I’ve been lost. I’ve become someone undesirable, unreliable, and unlikeable, all the things I never wanted to be.
I’ve been feeling so bad that I don’t even want to write about it, and I haven’t published anything in months.
The reason for that is weakness. I let adversity influence my performance. I used obstacles as excuses to justify my flaws. I was weak.
Christmas
This Christmas Eve, feeling as shitty as I’ve been feeling for the last few months, I got handed my son’s present to me. He was distributing the presents to the small bunch that spent Christmas with us, and I knew he was especially excited by that gift to me. After all, he made it himself the week before, and he has been telling me about it ever since.
It was 2 paper sheets with some hand drawings, taped together to form an envelope, with some papers inside.
He likes to do this kind of stuff, he calls it “Blind Bags”, as they always have some surprise inside, also made by him.
I was expecting some more drawings, maybe an “I ❤️ You”, or something like that. That would have been nice and lovely, but it wasn’t that.
He didn’t say he loved me, he showed it to me!
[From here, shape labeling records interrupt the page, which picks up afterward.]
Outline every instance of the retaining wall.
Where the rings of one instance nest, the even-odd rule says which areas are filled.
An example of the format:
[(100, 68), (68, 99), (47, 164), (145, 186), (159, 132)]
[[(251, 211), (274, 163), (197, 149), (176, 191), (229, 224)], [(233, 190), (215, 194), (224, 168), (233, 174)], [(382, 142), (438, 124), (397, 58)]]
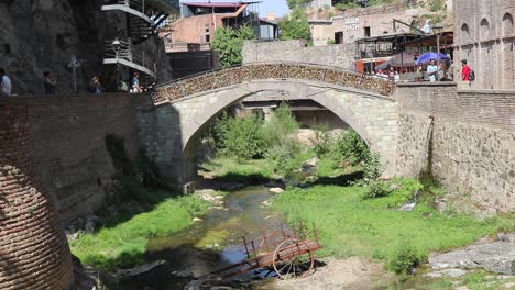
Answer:
[(514, 92), (401, 85), (396, 98), (398, 175), (430, 172), (463, 198), (515, 209)]
[(68, 243), (29, 156), (31, 108), (0, 112), (0, 289), (70, 289)]

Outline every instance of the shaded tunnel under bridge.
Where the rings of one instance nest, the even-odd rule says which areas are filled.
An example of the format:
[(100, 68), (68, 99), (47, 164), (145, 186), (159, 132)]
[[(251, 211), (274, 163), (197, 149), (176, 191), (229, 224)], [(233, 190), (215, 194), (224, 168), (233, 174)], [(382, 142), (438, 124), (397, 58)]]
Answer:
[(196, 143), (211, 119), (262, 91), (285, 91), (313, 100), (354, 129), (380, 154), (384, 175), (394, 174), (397, 103), (394, 83), (335, 67), (310, 64), (253, 64), (163, 85), (152, 99), (153, 114), (140, 132), (146, 154), (171, 183), (196, 175)]

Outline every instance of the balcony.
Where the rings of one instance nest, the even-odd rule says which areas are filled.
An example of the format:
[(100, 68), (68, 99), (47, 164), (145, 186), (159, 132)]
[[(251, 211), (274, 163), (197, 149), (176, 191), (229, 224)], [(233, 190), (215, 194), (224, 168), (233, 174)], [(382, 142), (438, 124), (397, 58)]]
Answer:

Inside that handmade envelope, there were 3 small paper notes and 4 blank strips of paper, all stapled together.
On the 3 paper notes he wrote the most simple and beautiful lines anyone ever wrote to me:
“If you like to write, someday you’ll be a writer and you’ll become famous.
You’ll have so much to write, and now even more.
Write about what you enjoy! I bet it will be fun, use these 4 sheets.”
And that's how a 9-year-old disarmed me of all the self-imposed defenses that had confined me under a false sense of security and a vague promise of protection from the risky act of living.
“I believe in you, I have faith in you, here are 4 blank pieces of paper, write about what you enjoy, I’m sure it will be good.”
I cried when I was alone rereading those lines. I failed him many times, I’m far from being the father he deserves and that I aspire to be.
I failed his mother who supported me many times when I was taking another writing course and couldn’t leave my desk to help her.
I failed by swearing to myself that “This is it, I’m gonna make it this time”, and then falling back to the same errors of the past.
I’m afraid to say “This is it” again, but those little pieces of paper held so much love and power that I needed to be a complete asshole not to be changed by it.
So, this is it.
My 9-year-old son changed my life in a way that he can’t possibly understand right now, but I’ll make sure he knows, the way he taught me. I won’t tell him, I’ll show him. Every day for the rest of my life.
Maybe 5 or 10 years from now you’ll get to read this. I want you to know that you are already better than me, I’m very proud, thank you for being you.
“I ❤️ You”
Oh wow....what a beautiful story ! Kids really are our best gurus. Like.....who's teaching who here ? You have much more to learn from this young Jedi !
Thank you for sharing your story, Danny. Have not been feeling my best either for different reasons, so it feels nice to know that I am not alone.